Administrator Alan Halberstadt said they make important decisions such as closing and opening schools and passing the school board’s budget.
« [Trustees] gain experience of working with children, working with the education system, educators, [GECDSB] CEO Erin Kelly is down, » said Halberstadt, who has been a director for about 15 years in total but is not seeking re-election.
« And that’s a very important role. We have thousands of children in the Windsor-Essex public system. »
Vote for the trustee
Residents vote for trustees at the same time they choose their councilors and mayoral candidates.
But before that, there is the question of which board election you can vote among the types of school boards.
By default, you will be what is known as an English Public Council ‘supporter’, meaning this is the election you can vote in.
You can only be a supporter of a French or Catholic council if you are of the Catholic faith or if you speak French as your first language.
Either way, you have the ability to change your status if necessary before the election, either through the Municipal Property Assessment Corporation, which maintains a preliminary voters list, or through your municipality closer to election time.
According to Terri Knight Lepain, Elections Manager for the City of Windsor, most larger municipalities also allow residents to change Election Day at the polls.
Are school counselors paid?

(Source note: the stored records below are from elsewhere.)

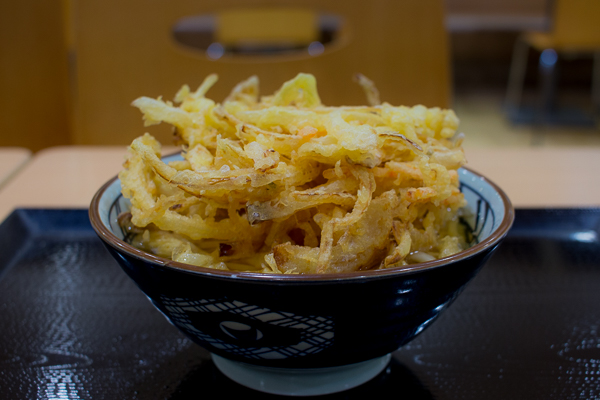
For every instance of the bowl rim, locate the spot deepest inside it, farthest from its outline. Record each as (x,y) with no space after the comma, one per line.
(119,245)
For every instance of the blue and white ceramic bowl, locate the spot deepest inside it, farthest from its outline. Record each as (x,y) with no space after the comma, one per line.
(306,334)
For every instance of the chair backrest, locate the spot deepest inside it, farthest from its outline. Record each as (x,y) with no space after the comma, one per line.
(126,48)
(577,24)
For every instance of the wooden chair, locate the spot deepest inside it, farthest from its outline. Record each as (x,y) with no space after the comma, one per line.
(126,48)
(575,32)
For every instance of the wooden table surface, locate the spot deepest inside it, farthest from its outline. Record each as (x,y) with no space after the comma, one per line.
(68,177)
(11,160)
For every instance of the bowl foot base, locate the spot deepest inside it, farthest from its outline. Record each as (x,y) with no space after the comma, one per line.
(301,382)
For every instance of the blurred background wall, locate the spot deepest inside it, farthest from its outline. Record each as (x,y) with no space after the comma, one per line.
(46,44)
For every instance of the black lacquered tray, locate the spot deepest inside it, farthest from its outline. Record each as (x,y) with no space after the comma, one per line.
(72,324)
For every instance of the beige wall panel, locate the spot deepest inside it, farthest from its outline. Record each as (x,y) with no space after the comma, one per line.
(125,50)
(33,74)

Who can run?
You don’t need to have kids in the school system to run for an administrator.
According to the Ontario Education Services Corporation (OEC), which has set up a board election website, one must reside in the board’s jurisdiction, be a Canadian citizen 18 years of age or older, board supporter and legally entitled to vote.
You must also be Roman Catholic to serve on a Catholic school board. Some people, such as school board employees, are disqualified from running as commissioners.
Trustees are paid. The fee limit in Ontario ranges from $7,500 to $29,500, depending on a variety of factors, including the board itself, according to the OESC.
Who runs in my area?
The director nomination period has already ended for the fall vote.
Your municipality will have local candidates listed on its website along with other election candidates.
The OESC has also published a list of candidates.